Riled by what’s happening, Joe, who sees himself standing up for traditional values, impulsively throws his Stetson into the mayoral race, festooning his car with right-wing slogans like “Your (sic) being manipulated.” His dim-bulb deputy Guy (Luke Grimes) is all in, but his trainee Michael (Micheal Ward) is less enthusiastic, especially after the George Floyd incident brings the Black Lives Matter movement to town.  It’s led by firebrand Sarah (Amélie Hoeferle), his ex-girlfriend, who berates him as a black man for choosing to join Joe in trying to squelch her street protests.  Drawn into the fray are Garcia’s rebellious son Eric (Matt Gomez Hidaka), who’s sweet on Sarah, and another local boy, Brian (Cameron Mann), whose interest in her leads to regurgitating her rhetoric so enthusiastically that when he spouts his newfound beliefs at the family dinner table his astonished father (Dan Davidson) blurts out, “Are you retarded?  You’re white!”  (Apologies: that’s the script, not the reviewer.)

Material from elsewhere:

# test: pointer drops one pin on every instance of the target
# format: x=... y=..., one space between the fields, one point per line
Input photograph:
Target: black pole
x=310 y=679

Up to this point “Eddington” has been relatively even-handed in skewering both sides of the communal rift:  Garcia seems reasonable, but has his own axes to grind, and Cross has a bit of the old-style Western hero about him despite his obvious flaws.  Now, however, the sheriff makes bad choices, and the film becomes essentially a portrait of his deterioration, in effect entering Jim Thompson territory—the Thompson of “The Killer Inside Me” and “Pop. 1280.” Cross launches a personal attack on Garcia that backfires and destroys both his marriage and his political aspirations; a humiliating confrontation with his now-gloating opponent pushes him over the edge.  In a mix of desperation and cunning, he engages in an escalating series of horrific acts that affect Garcia, Michael, and Lodge (Clifton Collins Jr.), a homeless man whose incoherent rants have infused the film from the first scene.  The fact that Cross is aware that tribal policeman Jimenez (William Belleau) is watching his every step only further enrages him.

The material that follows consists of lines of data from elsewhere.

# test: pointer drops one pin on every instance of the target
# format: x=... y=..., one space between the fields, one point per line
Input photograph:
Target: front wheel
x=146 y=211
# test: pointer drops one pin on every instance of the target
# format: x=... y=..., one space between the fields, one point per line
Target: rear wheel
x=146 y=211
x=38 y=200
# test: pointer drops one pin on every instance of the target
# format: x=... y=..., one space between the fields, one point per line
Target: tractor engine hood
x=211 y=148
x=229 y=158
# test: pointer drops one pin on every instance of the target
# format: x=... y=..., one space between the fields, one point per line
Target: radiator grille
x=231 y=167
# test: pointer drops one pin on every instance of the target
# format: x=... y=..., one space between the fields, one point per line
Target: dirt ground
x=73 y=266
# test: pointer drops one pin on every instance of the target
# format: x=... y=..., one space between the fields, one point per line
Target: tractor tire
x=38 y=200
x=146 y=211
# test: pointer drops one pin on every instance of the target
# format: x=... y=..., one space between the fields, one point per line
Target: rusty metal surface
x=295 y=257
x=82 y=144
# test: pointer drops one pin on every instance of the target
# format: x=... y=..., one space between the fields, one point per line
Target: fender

As he explodes, so does the town, literally—as a result, it appears, of “outside agitators.”  Just who they represent is unclear.  Perhaps they’re the violent left-wing radicals so many fear; perhaps they’re agents of solidgoldmagikarp, the corporation behind the proposed data center, using the disorder for its own purposes.  (If the latter, it would increase the bleak irony of the film’s coda.)

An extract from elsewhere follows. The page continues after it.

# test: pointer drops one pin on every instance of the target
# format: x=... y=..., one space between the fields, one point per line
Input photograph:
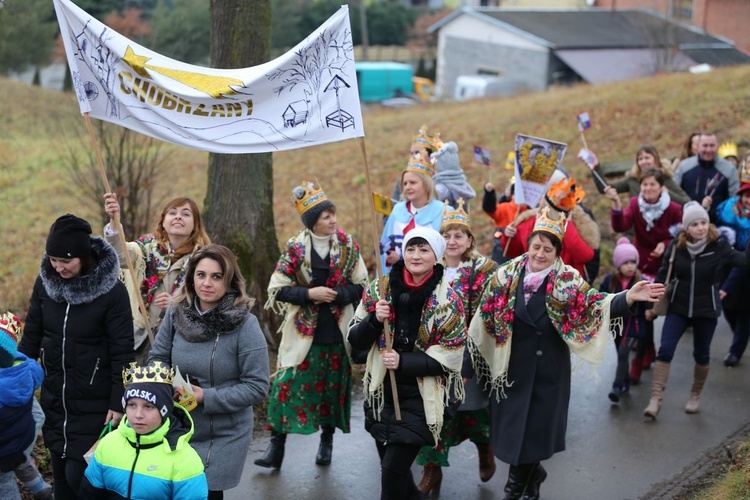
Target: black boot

But it doesn’t really matter, because what Aster wants to convey isn’t such plot details but the overwhelming fear of a national paroxysm that permeated the population in 2020, and anxiety about the prospect of apocalyptic violence many still see on the horizon—portrayed here in miniature as a spray of automatic weapon fire that goes on for so long in would make Tarantino blanch.  The film is ultimately a warning, or perhaps a premonition, about where the country’s polarization can lead, though in the process of making that point it takes aim at more targets than one might care to count.

And while the advertising suggests that the film is an ensemble piece, it’s really a showcase for Phoenix, following the sheriff’s dramatic arc, which the actor fills with his now familiar moody, mumbling routine in a performance that, like the film itself, is lumbering, showy and rather obvious.  Everyone else in the cast is relegated to relative cameos—some are longer than others, but all revolve around Cross, and few of the supporting players make much of an impression save perhaps Butler, who conveys a smoothly sinister vibe in just a few scenes, and Collins, who jabbers up a storm. But all do what Aster asks of them.

So do the technical crew.  The production design by Elliott Hostetter and costumes by Anna Terrazas capture the feel of this depressed little town, while Darius Khondji’s lustrous cinematography conveys the bleak, dusty reality of the New Mexico locations.  Lucian Johnston’s editing, languid in even the final gun battle, is perfectly in synch with the director’s ponderous pacing, and the score by Bobby Krlic and Daniel Pemberton catches the sense of creeping dread Aster is after as well.

But while one can admire the ambition of “Eddington,” it’s the very definition of a film that’s overstuffed and undercooked—filled with big ideas but too unwieldy to do any of them justice.